In the race's other classifications, Liquigas–Cannondale rider Elia Viviani won the Points and the Intermediate Sprints classifications, Simone Campagnaro of D'Angelo & Antenucci–Nippo won the light blue jersey for the King of the Mountains classification, Astana's Francesco Masciarelli, who was third in the General classification, won the Young Rider classification, with Androni Giocattoli finishing at the head of the Teams classification.

==Race overview==

| Stage | Date | Course | Distance | Type |  | Winner |
|---|---|---|---|---|---|---|
| 1 | 6 September | Paesana to Laigueglia | 170 km (105.6 mi) |  | Flat stage | Sacha Modolo (ITA) |
| 2 | 7 September | Loano to Vigevano | 187 km (116.2 mi) |  | Flat stage | Elia Viviani (ITA) |
| 3 | 8 September | Lonate Pozzolo to Salsomaggiore Terme | 198 km (123.0 mi) |  | Flat stage | Sacha Modolo (ITA) |
| 4 | 9 September | Noceto to San Valentino di Brentonico | 175 km (108.7 mi) |  | Mountain stage | Ivan Basso (ITA) |
| 5 | 10 September | Rovereto to Montecchio Maggiore | 170 km (105.6 mi) |  | Flat stage | Andrea Guardini (ITA) |

==Final standings==

===General Classification===

|  | Rider | Team | Time |
|---|---|---|---|
| 1 | Ivan Basso (ITA) | Liquigas–Cannondale | 22h 13' 28" |
| 2 | Giovanni Visconti (ITA) | Farnese Vini–Neri Sottoli | + 52" |
| 3 | Francesco Masciarelli (ITA) | Astana | + 1' 08" |
| 4 | Fortunato Baliani (ITA) | D'Angelo & Antenucci–Nippo | + 1' 17" |
| 5 | Davide Rebellin (ITA) | Miche–Guerciotti | + 1' 24" |
| 6 | Emanuele Sella (ITA) | Androni Giocattoli | + 1' 32" |
| 7 | Simone Stortoni (ITA) | Colnago–CSF Inox | + 2' 34" |
| 8 | Domenico Pozzovivo (ITA) | Colnago–CSF Inox | + 2' 53" |
| 9 | Marek Rutkiewicz (POL) | Poland (National team) | + 2' 57" |
| 10 | Riccardo Chiarini (ITA) | Androni Giocattoli | + 3' 08" |

===Points Classification===

|  | Rider | Team | Points |
|---|---|---|---|
| 1 | Elia Viviani (ITA) | Liquigas–Cannondale | 44 |
| 2 | Sacha Modolo (ITA) | Colnago–CSF Inox | 33 |
| 3 | Danilo Napolitano (ITA) | Acqua & Sapone | 18 |

===King of the Mountains Classification===

|  | Rider | Team | Points |
|---|---|---|---|
| 1 | Simone Campagnaro (ITA) | D'Angelo & Antenucci–Nippo | 14 |
| 2 | Federico Rocchetti (ITA) | De Rosa–Ceramica Flaminia | 8 |
| 3 | Ivan Basso (ITA) | Liquigas–Cannondale | 6 |

===Sprints Classification===

|  | Rider | Team | Points |
|---|---|---|---|
| 1 | Elia Viviani (ITA) | Liquigas–Cannondale | 5 |
| 2 | Paweł Bernas (POL) | Poland (National team) | 4 |
| 3 | Kamil Gradek (POL) | Poland (National team) | 4 |

===Young Rider Classification===

|  | Rider | Team | Time |
|---|---|---|---|
| 1 | Francesco Masciarelli (ITA) | Astana | 22h 14' 36" |
| 2 | Lachlan Norris (AUS) | Australia (National team) | + 3'14" |
| 3 | Diego Ulissi (ITA) | Lampre–ISD | + 3' 49" |

==Controversy==
This edition was heavily disrupted by activists who stated that the race was intended as political Propaganda for the Lega Nord political party.
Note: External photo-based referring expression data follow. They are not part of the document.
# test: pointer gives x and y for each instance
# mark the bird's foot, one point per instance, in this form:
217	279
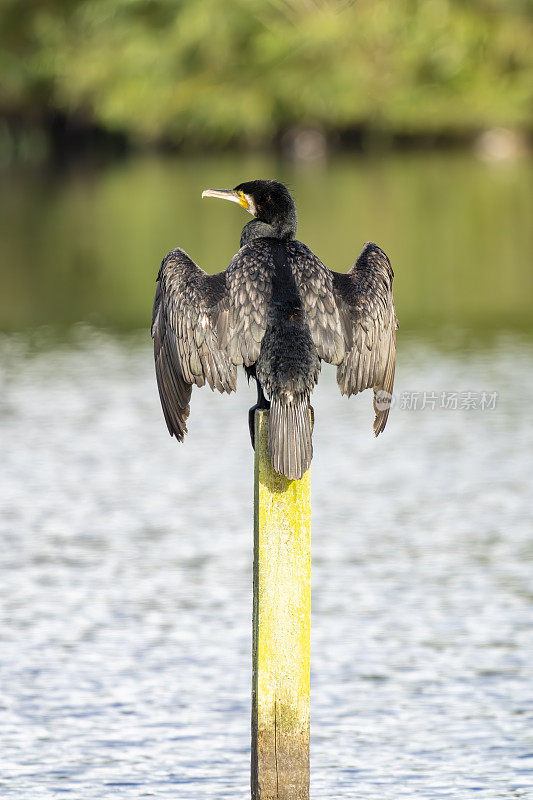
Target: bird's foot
263	406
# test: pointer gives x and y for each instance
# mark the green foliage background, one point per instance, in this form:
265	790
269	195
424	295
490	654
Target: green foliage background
221	71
The idea of organising the race was announced by Lega Nord's leader Umberto Bossi in September 2010 and, according to the protesters, the race itself was full of references to the Padanian nationalism, such as the choice of green colour for the leader's jersey. Moreover, the race is organized by the society Monviso-Venezia, whose president, Michelino Davico, is a Lega Nord's senator.

During second stage, in Savona, Ivan Basso and Sacha Modolo had been slapped and insulted by protesters.